I do not recommend you make one of each (as I did) because they bake at different temperatures and times. This meant that I baked the loaves one after another, rather than at the same time. I preheated the oven to 350F, placed the sandwich loaf on a sheet pan to protect the bottom, and baked it for about 35 minutes, rotating it when halfway through. The internal temperature was about 190F when I took it from the oven. (I don’t recall the exact time, but I did take the temperature for each loaf.)
I heated the oven to 400F for the freestanding loaf. I brushed it with the egg wash and baked it for about 35 minutes, rotating once, until its temperature was about 190F. Thanks to the egg wash, the freestanding loaf had a deep golden color. I cooled the bread for 1 hour before cutting.
Alex and I used sandwich loaf for corned beef sandwiches. The bread was sturdy yet soft and tender. The crust on the sandwich loaf, baked at a lower temperature, was chewy but not hard. Honestly, this bread turned my corned beef into one of the most satisfying sandwiches I’ve ever had.

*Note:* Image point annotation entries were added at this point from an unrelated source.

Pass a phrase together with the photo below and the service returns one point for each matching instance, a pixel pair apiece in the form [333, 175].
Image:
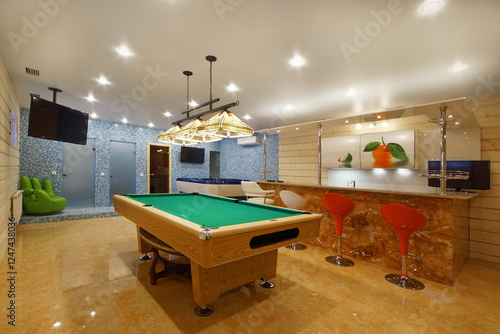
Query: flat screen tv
[479, 174]
[53, 121]
[192, 154]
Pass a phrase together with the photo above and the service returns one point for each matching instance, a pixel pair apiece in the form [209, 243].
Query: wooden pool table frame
[225, 260]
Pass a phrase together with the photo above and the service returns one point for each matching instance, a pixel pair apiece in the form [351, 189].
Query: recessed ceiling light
[297, 61]
[351, 92]
[458, 67]
[232, 87]
[430, 7]
[103, 81]
[124, 51]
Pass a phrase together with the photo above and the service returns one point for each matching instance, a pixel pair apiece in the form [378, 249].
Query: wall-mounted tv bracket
[54, 93]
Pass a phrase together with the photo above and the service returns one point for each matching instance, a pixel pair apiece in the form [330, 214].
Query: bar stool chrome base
[145, 257]
[267, 284]
[405, 282]
[204, 311]
[296, 246]
[339, 261]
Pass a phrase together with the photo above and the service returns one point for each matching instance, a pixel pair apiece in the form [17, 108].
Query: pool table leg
[144, 247]
[209, 283]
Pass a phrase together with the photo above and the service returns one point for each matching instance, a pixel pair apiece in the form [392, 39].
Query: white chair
[293, 201]
[256, 194]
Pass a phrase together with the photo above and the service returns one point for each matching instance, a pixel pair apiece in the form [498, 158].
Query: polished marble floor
[84, 276]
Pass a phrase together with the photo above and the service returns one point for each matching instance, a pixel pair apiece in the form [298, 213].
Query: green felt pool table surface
[212, 211]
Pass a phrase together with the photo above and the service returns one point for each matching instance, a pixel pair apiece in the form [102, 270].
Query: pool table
[229, 242]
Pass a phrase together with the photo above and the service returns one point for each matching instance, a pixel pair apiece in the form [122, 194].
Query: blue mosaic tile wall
[38, 157]
[241, 162]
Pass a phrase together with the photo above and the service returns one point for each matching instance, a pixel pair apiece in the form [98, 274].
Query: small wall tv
[49, 120]
[192, 154]
[479, 174]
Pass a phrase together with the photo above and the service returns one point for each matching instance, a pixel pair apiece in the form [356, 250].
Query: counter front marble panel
[442, 245]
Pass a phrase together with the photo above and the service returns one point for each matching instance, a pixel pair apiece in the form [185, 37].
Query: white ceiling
[404, 58]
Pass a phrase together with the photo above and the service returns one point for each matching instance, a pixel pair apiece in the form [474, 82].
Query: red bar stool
[406, 221]
[339, 206]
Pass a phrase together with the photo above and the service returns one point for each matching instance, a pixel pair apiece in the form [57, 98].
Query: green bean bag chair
[38, 200]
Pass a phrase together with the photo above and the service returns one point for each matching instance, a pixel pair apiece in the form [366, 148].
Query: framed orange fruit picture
[395, 149]
[340, 152]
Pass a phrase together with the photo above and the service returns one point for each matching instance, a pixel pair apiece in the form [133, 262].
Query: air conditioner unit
[248, 141]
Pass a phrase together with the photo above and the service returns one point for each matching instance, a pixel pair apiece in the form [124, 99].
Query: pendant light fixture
[223, 125]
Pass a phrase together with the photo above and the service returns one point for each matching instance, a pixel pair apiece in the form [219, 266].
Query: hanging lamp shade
[189, 133]
[168, 136]
[225, 125]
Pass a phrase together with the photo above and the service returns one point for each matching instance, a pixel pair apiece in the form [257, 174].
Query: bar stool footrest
[405, 282]
[339, 261]
[296, 246]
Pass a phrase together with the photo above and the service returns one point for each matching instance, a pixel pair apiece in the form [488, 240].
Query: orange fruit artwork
[383, 154]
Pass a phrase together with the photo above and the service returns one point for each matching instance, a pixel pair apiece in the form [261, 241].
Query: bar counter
[442, 244]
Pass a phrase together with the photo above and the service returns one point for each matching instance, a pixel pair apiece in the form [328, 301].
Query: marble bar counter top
[432, 193]
[442, 245]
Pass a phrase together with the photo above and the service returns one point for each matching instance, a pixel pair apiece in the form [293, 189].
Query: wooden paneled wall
[485, 209]
[298, 163]
[298, 149]
[9, 155]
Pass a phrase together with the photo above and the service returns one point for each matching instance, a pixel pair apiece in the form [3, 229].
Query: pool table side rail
[175, 231]
[227, 243]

The freestanding loaf I took to share at work. The crust was harder due to the egg wash, which made it a crunchier pleasure to eat. Everyone at work really enjoyed it, and I tried to send coworkers home with some.
The bread was a little sour, but not overly so. The caraway seeds really seem to define rye bread for me; I can’t imagine omitting them. The onions seemed to be a large quantity when I started the dough, but they weren’t too strong. They mellowed and blended into the bread, which gave my sandwiches a nice flavor; this was particularly for me, since I don’t like condiments.
This bread makes me want to have sandwiches for lunch often. I have a 5lb bag of rye flour in my pantry, so I think that more of this bread is in my future.